Hay que ver qué labia tiene.

—Que si es tu primera timba —puntualiza.

—Sí. Soy virgen en esto del póquer. —Soy descarada a propósito.

—Vale. Me gusta ser el primero. —Su expresión todavía es una página en blanco. Por un segundo, creo que me va a arrastrar al rincón oscuro más cercano y me sorprende lo mucho que me gusta la idea—. Empecemos, pues. —Esboza una sonrisa tenue.

Me mira como si supiera lo que estoy pensando.

Ay, madre. Este tío es más ilegal que todo este local de juegos clandestinos.

Se barajan las cartas y se reparten dos a cada jugador. Las miran detenidamente y hacen sus apuestas. Siguen un orden, pero no tengo idea de cuál es. Lo más seguro es que esté relacionado con la insignia blanca de plástico que hay en la mesa. Ya lo averiguaré; eso suponiendo que mi acompañante dure el tiempo suficiente.

Observo cómo Ojos Plateados revisa sus cartas para ver qué tiene. Las desliza por el tapete de fieltro con un suave movimiento, echa la espalda hacia atrás y se cruza de brazos; es imposible leer su expresión mientras estudia a sus rivales hasta que… me mira a los ojos.

Esta vez no sonríe.

Y eso me pone nerviosa.

No aparta la mirada. Intuyo que sabe que me siento violenta pero no le importa. Noto un calorcillo en la boca del estómago cuando le devuelvo la mirada. Me quedo muy quieta y trato de fingir que no me afecta. Pero ¿cómo no me va a afectar? Si le afecta hasta a mi acompañante, que está bastante nervioso a mi lado.

Al fin, Ojos Plateados rebusca entre su montón de fichas y echa la mitad de su dinero al bote.

Algunos se retiran. Uno o dos dicen: «No voy». Mi pareja agrega a regañadientes la mitad de sus fichas y dice: «Voy».

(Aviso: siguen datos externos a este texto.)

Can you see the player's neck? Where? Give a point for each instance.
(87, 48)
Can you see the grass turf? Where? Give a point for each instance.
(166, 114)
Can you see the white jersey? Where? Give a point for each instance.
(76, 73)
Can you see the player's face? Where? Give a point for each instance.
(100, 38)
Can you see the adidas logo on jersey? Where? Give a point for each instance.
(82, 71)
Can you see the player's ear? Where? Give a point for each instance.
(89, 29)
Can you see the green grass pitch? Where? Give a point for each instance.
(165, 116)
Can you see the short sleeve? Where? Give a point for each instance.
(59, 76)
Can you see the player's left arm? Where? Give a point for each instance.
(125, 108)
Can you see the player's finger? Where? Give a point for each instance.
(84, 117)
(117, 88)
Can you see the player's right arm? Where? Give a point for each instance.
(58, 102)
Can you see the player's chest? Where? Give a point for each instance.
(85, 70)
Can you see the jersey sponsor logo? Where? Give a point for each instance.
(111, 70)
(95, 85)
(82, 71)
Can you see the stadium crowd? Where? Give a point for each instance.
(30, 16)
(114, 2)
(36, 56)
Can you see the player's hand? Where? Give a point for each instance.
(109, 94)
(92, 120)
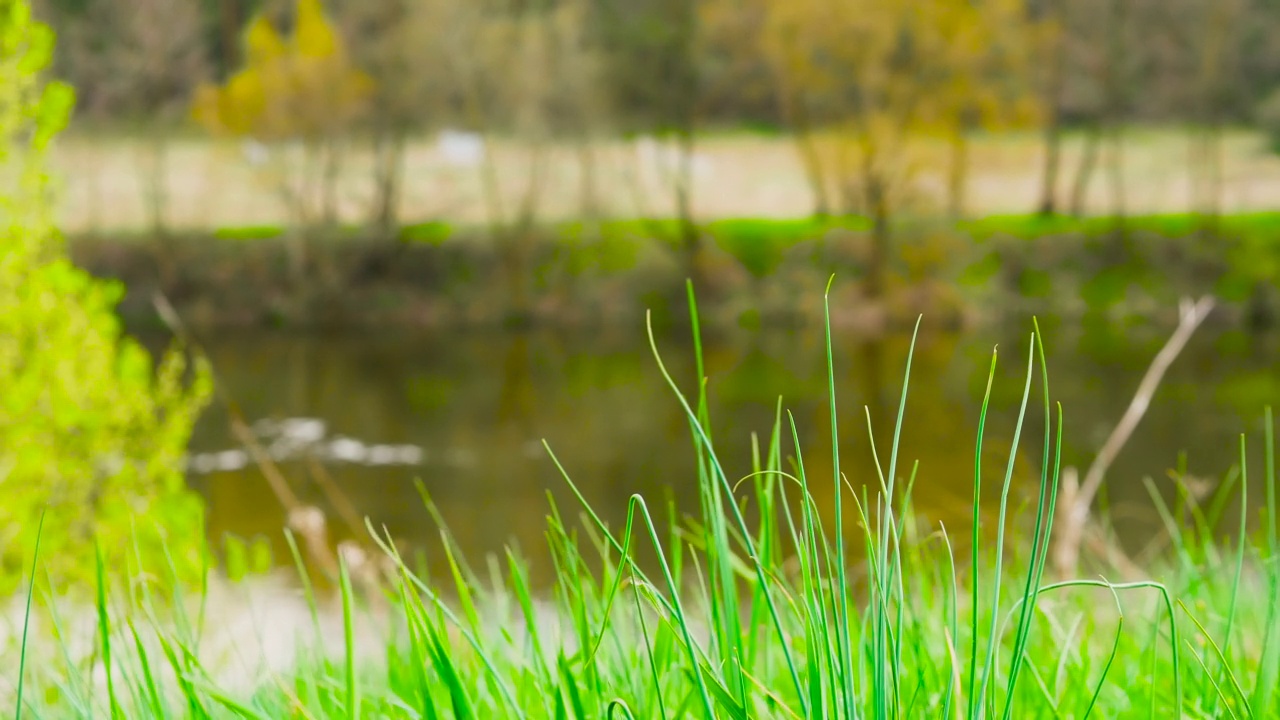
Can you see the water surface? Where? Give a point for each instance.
(359, 419)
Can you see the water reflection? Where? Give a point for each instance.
(466, 414)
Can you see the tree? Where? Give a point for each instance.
(145, 76)
(865, 82)
(398, 44)
(298, 90)
(91, 436)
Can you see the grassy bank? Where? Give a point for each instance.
(750, 270)
(755, 609)
(208, 183)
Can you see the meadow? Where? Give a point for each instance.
(755, 607)
(210, 183)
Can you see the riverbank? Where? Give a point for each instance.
(749, 272)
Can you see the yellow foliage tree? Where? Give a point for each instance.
(293, 89)
(864, 82)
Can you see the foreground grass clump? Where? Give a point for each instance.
(739, 618)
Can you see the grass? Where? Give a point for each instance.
(755, 607)
(210, 183)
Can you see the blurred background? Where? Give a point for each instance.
(417, 237)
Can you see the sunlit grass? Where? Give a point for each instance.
(752, 609)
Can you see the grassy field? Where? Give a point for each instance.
(210, 185)
(740, 615)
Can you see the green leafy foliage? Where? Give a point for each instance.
(91, 433)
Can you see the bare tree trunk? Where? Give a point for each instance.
(877, 270)
(1206, 171)
(1054, 103)
(231, 22)
(958, 176)
(801, 128)
(156, 199)
(1077, 497)
(1116, 171)
(388, 176)
(330, 174)
(1084, 172)
(1114, 90)
(589, 199)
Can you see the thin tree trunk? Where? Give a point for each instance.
(1114, 113)
(1054, 103)
(1116, 171)
(1084, 172)
(877, 270)
(388, 176)
(801, 128)
(958, 177)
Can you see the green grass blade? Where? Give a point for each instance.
(26, 616)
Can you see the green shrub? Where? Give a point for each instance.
(91, 434)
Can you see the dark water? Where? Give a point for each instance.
(466, 413)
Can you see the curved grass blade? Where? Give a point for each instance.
(26, 616)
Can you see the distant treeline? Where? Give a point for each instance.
(659, 60)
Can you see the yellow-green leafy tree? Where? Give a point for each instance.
(92, 434)
(300, 89)
(865, 85)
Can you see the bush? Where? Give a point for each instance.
(91, 434)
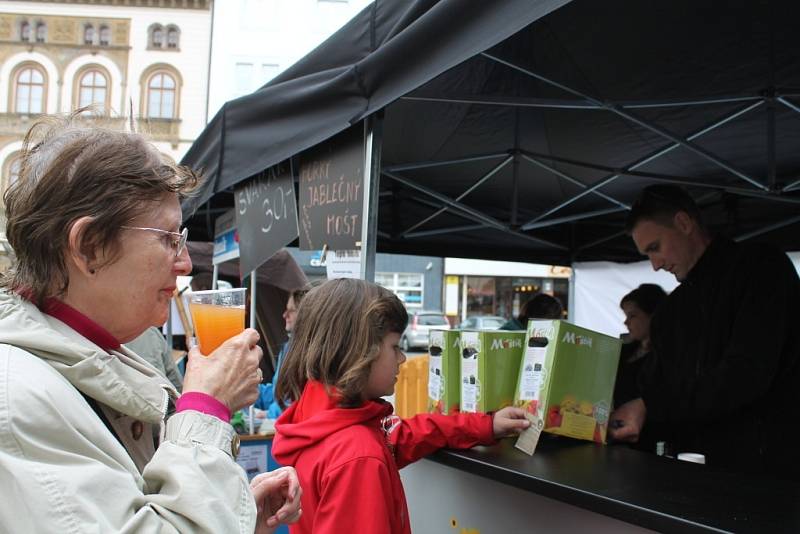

Enseñan las cartas. Mi acompañante pierde y Ojos Plateados gana con un trío de reinas.

No paso por alto la ironía del asunto.

Se vuelven a repartir las cartas.

Intento no mirarlo, pero juega otra mano y, acto seguido, se limita a observarme. Es intimidante. Tiene una mirada penetrante y directa, y muy tangible. La noto en la cara. Su masculinidad hace que mi feminidad cobre vida.

Menos mal que estoy sentada, porque si estuviera de pie me flaquearían las rodillas y quizá me pondría en evidencia.

Rachel sabría manejar a un semental tan sexy. La rondó el picaflor más famoso de la ciudad, Malcolm Saint, y no se rindió a sus atenciones. Al menos, durante un ratito. En cambio, yo llevo tres minutos y ya he mojado las bragas.

Este tío… Estoy convencida de que tiene a todas las que quiere. Las camareras que deambulan por el almacén no dejan de mirarlo con interés, pero él las ignora. Asimismo, juraría que está muy interesado en jugar a las cartas con mi acompañante, al que parece ponerlo nervioso que toda la atención de Ojos Plateados recaiga sobre él. La tensión ha aumentado de manera considerable.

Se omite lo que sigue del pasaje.